Autorisations d’urbanisme. Quand faut-il appliquer le régime des travaux sur constructions existantes ? Une jurisprudence subtile.

Fabrice Sebagh

C’est, entre autres, à cette question que le Conseil d’Etat a répondu dans une récente affaire ayant donné lieu à un arrêt mentionné aux Tables du Recueil Lebon (CE 13 novembre 2025, Req. n° 497105).

En l’occurrence, une commune avait accordé un permis de construire le 29 novembre 2016 à la société pour la construction d’un ensemble immobilier de 284 logements, puis les 16 mai 2018 et 11 octobre 2022, deux permis de construire modificatifs pour des modifications de façades et des aménagements intérieurs et extérieurs.

Des voisins du projet, ont demandé l’annulation de l’arrêté du 11 octobre 2022.
La société pétitionnaire s’est pourvue en cassation contre le jugement du Tribunal administratif de Cergy Pontoise qui a fait droit à leur demande, rejetant ainsi la fin de non-recevoir opposée par la société, tirée de ce qu’elle n’avait pas besoin du permis modificatif litigieux, puisque les travaux que ce permis autorisait, relevaient du régime des travaux sur constructions existantes.
Mais le tribunal avait considéré de son côté, que ce régime ne pouvait s’appliquer, la construction étant inachevée à la date de sa délivrance.

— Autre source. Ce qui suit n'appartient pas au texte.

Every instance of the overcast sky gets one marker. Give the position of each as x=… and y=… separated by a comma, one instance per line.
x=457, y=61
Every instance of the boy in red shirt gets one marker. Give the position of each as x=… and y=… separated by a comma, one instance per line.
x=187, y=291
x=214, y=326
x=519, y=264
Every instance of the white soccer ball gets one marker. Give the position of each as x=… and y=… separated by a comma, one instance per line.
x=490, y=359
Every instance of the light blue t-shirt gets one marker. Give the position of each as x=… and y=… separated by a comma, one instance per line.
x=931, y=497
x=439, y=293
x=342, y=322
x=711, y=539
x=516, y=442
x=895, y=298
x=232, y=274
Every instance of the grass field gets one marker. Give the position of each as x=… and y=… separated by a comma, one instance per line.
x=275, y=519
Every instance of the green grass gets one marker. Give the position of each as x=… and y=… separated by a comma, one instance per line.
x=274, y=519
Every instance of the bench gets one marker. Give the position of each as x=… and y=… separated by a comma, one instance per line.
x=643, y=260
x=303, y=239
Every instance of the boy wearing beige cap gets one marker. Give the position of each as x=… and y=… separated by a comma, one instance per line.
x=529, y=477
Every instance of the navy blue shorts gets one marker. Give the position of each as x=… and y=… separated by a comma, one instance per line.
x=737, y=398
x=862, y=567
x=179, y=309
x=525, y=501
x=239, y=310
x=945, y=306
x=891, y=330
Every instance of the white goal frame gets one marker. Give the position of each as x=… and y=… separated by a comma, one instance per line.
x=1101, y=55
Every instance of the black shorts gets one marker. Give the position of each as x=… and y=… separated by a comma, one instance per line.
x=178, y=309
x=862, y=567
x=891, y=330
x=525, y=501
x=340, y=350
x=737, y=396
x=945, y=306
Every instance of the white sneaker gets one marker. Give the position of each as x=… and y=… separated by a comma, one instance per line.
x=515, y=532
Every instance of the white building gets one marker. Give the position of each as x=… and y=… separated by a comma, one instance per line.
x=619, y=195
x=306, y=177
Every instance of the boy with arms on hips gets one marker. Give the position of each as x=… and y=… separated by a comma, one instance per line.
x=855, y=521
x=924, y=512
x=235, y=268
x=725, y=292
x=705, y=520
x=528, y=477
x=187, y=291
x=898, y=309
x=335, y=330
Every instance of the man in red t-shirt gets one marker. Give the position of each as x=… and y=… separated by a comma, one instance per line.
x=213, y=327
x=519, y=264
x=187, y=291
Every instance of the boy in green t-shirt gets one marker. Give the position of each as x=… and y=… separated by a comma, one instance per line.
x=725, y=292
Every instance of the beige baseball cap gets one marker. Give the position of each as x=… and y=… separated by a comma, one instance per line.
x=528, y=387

Le régime des travaux sur constructions existantes peut-il s’appliquer aux constructions inachevées ?

Le Conseil d’Etat fournit, pour répondre à cette question, une sorte de vade mecum.

Il rappelle d’abord que, par principe, toute construction nécessite un permis de construire (L 421-1 du Code de l’urbanisme).

En revanche, les travaux sur constructions existantes sont dispensés de formalité (R 421-13), sauf, lorsqu’il s’agit de travaux aux articles R. 421-14 à R. 421-16, qui sont soumis à permis de construire ou des travaux mentionnés à l’article R. 421-17, qui doivent faire l’objet d’une déclaration préalable.

L’application du régime des travaux sur constructions existantes, va dépendre du point de savoir si le permis ayant autorisé initialement la construction en cause, est ou non en cours de validité.

Conformément à sa jurisprudence, s’il est en cours de validité et que la construction que ce permis autorise n’est pas achevée, il peut être modifié par la délivrance d’un permis de construire modificatif pour permettre des travaux qui ne doivent pas apporter au projet un bouleversement tel qu’il en changerait la nature même (Conseil d’Etat, sect. 26-07-2022, n° 437765).

Si en revanche, le permis de construire n’est plus valide ou que la construction qu’il autorise est achevée, les travaux entrepris sur cette construction, ne peuvent plus faire l’objet d’un permis de construire modificatif.

Ils peuvent alors relever du régime des travaux réalisés sur constructions existantes, prévu par les articles L. 421-1 et R*421-13 du code de l’urbanisme, à condition toutefois
– que la construction, qu’elle soit ou non achevée, soit suffisamment avancée,
– qu’elle ait été édifiée conformément à l’autorisation d’urbanisme requise,
– et que les travaux en cause ne soient pas d’une importance telle qu’ils aboutissent à sa reconstruction.

L’achèvement de la construction n’est donc pas la condition sine qua non de l’application du régime des travaux sur constructions existantes, puisqu’il peut être applicable comme dans le cas de l’espèce à une construction inachevée.

Le second moyen soulevé par la requérante appelait le Conseil d’Etat à se prononcer sur les conditions d’application de l’article R 424-17 du Code de l’urbanisme qui fixe les règles de la péremption du permis de construire.

Deux cas de péremption sont visés par l’article :
– Soit les travaux autorisés ne sont pas entrepris dans le délai de 3 ans à compter de la notification du permis ;
– Soit, passé ce délai de trois ans, les travaux sont interrompus pendant plus d’un an.

Le tribunal, se plaçant dans la seconde hypothèse visée par l’article, avait considéré qu’en raison de la faible ampleur des travaux entrepris après le 17 juin 2021, ceux-ci devaient être considérés comme interrompus à cette date, de sorte que le permis modificatif du 11 octobre 2022, soit 1 an et 4 mois plus tard, ne pouvait plus être délivré, en raison de la péremption de 3 ans.

Le Conseil d’Etat rejette cette interprétation du texte, et affirme, suivant en cela les conclusions de son rapporteur public, Clément Malverti, que le juge doit rechercher uniquement si les travaux entrepris avaient pour seul objet de faire obstacle à la caducité du permis de construire, et ce quelle que soit leur importance.